FOR IMMEDIATE RELEASE:
March 12, 2015

Assembly Families First Budget Would Raise the Minimum Wage for Over One Million Workers


Assembly Speaker Carl Heastie and Labor Committee Chair Michele Titus today announced that the Assembly budget proposal will build on the Assembly Majority's commitment to put families first by gradually raising the state's minimum wage over the next three years to $12.60 an hour by 2018 and index it to inflation.

Under the proposal, the state's minimum wage would increase to $10.50 an hour on December 31, 2016 then to $12.60 an hour on December 31, 2018. For tipped workers, it would be raised to $7.50 an hour on December 31, 2016 then to $9 an hour the following year.

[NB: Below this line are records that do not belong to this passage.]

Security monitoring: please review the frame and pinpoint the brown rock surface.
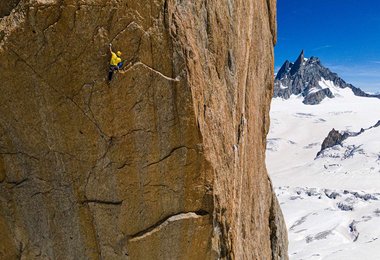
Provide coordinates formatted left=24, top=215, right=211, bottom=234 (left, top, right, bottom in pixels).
left=0, top=0, right=287, bottom=259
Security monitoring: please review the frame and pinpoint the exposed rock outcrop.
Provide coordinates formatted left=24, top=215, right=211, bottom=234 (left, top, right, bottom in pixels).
left=317, top=129, right=348, bottom=156
left=317, top=120, right=380, bottom=157
left=0, top=0, right=287, bottom=259
left=273, top=51, right=380, bottom=105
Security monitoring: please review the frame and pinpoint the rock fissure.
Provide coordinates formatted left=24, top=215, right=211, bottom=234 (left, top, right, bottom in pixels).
left=82, top=199, right=123, bottom=206
left=143, top=146, right=195, bottom=169
left=129, top=210, right=209, bottom=241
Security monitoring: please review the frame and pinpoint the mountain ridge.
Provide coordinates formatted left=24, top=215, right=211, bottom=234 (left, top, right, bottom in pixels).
left=273, top=50, right=380, bottom=105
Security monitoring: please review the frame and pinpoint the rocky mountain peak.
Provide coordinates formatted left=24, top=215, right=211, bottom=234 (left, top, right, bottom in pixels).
left=289, top=50, right=305, bottom=76
left=274, top=50, right=380, bottom=105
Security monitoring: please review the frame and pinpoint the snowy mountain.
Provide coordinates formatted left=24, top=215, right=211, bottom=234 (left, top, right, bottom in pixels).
left=274, top=51, right=380, bottom=105
left=266, top=86, right=380, bottom=260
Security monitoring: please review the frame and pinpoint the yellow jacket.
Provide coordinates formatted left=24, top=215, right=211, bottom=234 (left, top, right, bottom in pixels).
left=110, top=52, right=121, bottom=66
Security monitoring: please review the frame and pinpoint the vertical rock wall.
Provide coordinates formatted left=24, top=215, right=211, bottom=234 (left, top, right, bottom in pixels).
left=0, top=0, right=287, bottom=259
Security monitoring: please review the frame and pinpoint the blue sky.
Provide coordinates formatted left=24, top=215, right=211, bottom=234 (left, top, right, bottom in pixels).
left=275, top=0, right=380, bottom=92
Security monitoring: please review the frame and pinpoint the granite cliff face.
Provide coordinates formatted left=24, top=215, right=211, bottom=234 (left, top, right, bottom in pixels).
left=0, top=0, right=287, bottom=259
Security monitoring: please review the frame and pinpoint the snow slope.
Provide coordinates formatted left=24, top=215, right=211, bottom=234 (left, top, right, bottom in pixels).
left=266, top=84, right=380, bottom=259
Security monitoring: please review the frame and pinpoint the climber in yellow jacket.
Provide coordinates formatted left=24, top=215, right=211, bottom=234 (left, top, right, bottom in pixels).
left=108, top=43, right=124, bottom=82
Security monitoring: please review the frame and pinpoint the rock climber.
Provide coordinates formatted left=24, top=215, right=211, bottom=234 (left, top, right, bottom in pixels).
left=108, top=43, right=124, bottom=82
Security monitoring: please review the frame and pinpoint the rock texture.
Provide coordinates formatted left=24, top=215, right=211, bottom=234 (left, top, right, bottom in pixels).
left=273, top=51, right=380, bottom=105
left=0, top=0, right=287, bottom=259
left=317, top=120, right=380, bottom=157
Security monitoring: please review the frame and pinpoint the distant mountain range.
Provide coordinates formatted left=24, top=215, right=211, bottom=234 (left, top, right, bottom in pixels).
left=273, top=51, right=380, bottom=105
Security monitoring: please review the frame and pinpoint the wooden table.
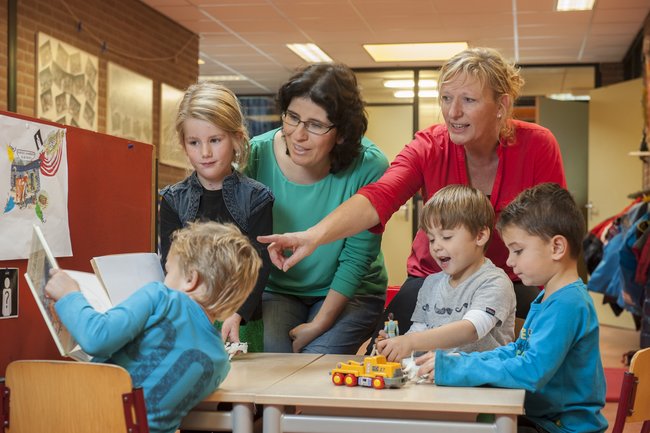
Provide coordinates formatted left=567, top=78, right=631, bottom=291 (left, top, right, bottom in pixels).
left=255, top=355, right=524, bottom=433
left=181, top=353, right=321, bottom=433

In Nassau, Suffolk, Queens, Kings, Richmond, Bronx, New York and Westchester counties, the minimum wage would increase to $12.50 an hour in 2016, then to $15 an hour in 2018. For tipped workers, it would be raised to $9.50 an hour, then to $11.40 an hour in 2018.

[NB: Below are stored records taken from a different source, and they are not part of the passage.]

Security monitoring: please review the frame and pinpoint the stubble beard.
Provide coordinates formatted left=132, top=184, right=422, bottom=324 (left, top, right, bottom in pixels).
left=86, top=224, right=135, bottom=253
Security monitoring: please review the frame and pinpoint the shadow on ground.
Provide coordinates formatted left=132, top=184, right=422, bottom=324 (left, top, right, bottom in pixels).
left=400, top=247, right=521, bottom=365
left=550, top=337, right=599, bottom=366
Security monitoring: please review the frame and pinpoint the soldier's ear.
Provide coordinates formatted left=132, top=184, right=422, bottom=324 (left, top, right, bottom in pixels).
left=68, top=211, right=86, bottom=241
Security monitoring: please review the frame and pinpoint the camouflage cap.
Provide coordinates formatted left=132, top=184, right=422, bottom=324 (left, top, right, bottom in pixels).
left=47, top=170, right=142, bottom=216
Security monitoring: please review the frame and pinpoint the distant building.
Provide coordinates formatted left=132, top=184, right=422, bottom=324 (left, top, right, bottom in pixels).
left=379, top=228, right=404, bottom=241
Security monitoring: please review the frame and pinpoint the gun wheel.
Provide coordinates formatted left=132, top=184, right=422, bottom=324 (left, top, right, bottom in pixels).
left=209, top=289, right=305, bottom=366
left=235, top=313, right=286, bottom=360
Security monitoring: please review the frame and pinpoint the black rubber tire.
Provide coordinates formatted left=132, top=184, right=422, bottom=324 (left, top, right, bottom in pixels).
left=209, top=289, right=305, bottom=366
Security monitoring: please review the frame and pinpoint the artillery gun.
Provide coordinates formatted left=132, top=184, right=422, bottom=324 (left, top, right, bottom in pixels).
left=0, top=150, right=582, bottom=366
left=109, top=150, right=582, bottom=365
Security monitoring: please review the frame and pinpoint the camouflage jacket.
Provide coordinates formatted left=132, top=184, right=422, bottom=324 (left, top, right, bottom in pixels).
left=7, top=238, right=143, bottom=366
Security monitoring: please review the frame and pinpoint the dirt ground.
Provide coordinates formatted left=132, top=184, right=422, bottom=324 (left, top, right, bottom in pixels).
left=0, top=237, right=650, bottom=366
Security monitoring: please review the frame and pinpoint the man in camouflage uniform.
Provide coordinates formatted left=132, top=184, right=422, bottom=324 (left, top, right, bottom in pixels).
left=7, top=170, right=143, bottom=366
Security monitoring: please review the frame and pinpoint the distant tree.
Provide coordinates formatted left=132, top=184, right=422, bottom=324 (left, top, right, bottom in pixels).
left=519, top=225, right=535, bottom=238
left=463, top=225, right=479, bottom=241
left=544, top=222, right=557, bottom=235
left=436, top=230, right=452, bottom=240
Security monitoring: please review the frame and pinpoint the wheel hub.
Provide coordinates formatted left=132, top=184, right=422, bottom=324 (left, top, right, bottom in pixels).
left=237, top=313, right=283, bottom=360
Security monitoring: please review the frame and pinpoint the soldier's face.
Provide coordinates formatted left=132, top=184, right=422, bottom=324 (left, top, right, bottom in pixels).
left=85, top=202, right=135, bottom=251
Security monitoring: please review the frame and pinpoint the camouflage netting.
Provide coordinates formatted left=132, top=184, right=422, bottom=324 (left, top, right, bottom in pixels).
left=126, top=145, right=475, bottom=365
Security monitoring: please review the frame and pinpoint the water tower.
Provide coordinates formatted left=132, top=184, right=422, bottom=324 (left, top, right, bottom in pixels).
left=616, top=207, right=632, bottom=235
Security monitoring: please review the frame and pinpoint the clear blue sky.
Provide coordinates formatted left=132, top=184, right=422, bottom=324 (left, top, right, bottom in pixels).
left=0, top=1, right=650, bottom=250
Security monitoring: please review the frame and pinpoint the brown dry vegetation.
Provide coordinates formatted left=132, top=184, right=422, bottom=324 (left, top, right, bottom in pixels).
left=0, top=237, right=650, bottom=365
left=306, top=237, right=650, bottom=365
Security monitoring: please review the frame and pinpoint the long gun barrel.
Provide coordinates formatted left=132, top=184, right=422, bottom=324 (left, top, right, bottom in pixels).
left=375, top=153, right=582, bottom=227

"Raising the minimum wage is about the moral obligation we have to help families across the state who are struggling to get by," said Speaker Heastie. "The current wage floor is not enough to allow full-time workers who put in a 40- hour work week to afford life's basic necessities, let alone achieve financial independence. It is unconscionable to leave these workers trapped in an endless financial balancing act with their ability to care for themselves and their loved ones at the mercy of factors beyond their control."

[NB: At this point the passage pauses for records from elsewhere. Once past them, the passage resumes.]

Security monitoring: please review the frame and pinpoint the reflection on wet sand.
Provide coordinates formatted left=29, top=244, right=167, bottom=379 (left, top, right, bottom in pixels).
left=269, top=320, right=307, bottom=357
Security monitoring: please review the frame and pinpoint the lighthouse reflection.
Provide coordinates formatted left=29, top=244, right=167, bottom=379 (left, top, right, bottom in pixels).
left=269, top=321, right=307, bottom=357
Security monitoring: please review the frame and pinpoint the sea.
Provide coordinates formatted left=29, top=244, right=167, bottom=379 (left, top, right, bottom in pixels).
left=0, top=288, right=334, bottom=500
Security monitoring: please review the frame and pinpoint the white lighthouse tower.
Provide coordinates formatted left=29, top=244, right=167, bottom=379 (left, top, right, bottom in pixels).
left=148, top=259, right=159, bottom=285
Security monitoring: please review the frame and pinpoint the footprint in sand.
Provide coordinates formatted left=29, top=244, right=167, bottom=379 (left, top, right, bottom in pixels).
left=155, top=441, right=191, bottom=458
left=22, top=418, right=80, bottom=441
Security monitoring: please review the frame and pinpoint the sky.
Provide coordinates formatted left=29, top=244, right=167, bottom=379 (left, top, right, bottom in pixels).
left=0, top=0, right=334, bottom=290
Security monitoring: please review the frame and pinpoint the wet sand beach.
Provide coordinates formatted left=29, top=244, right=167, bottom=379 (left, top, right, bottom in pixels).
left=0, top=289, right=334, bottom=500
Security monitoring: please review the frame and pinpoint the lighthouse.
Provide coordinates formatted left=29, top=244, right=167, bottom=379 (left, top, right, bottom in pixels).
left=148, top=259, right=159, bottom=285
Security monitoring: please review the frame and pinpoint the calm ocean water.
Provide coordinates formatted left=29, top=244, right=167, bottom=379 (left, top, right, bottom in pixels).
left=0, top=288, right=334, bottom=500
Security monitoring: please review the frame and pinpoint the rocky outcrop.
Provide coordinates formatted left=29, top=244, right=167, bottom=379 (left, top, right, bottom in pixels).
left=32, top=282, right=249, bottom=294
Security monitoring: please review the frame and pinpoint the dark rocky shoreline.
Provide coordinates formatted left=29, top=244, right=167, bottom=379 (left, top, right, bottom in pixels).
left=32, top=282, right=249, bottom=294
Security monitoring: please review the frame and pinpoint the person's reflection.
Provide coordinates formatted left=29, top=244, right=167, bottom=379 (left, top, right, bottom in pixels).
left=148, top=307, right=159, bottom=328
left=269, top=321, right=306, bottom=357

Finally, once the minimum wage has reached a level that more closely reflects the state's high cost of living, by December 31, 2018, it would be indexed to inflation beginning in 2019, to provide for annual adjustments that will ensure that New Yorkers would be paid meaningful wages for the labor they provide.

In recent years, data has consistently shown that while there have been significant gains in job creation since the end of the Great Recession, the majority of these new jobs are in minimum-wage paying sectors like retail, hospitality and the service industry. With the high turnover rates and minimal job security that are endemic to these sectors, this means more and more of New York's workers have become vulnerable to hunger and homelessness.

"Although New York's unemployment rate has steadily improved, the reality is that workers will accept opportunity wherever it becomes available," said Titus. "In the post-recession era, it is our duty to ensure that these men and women are not forced to subsidize the cost of doing business, for wages that are not even enough to reduce their reliance on public assistance for food and shelter."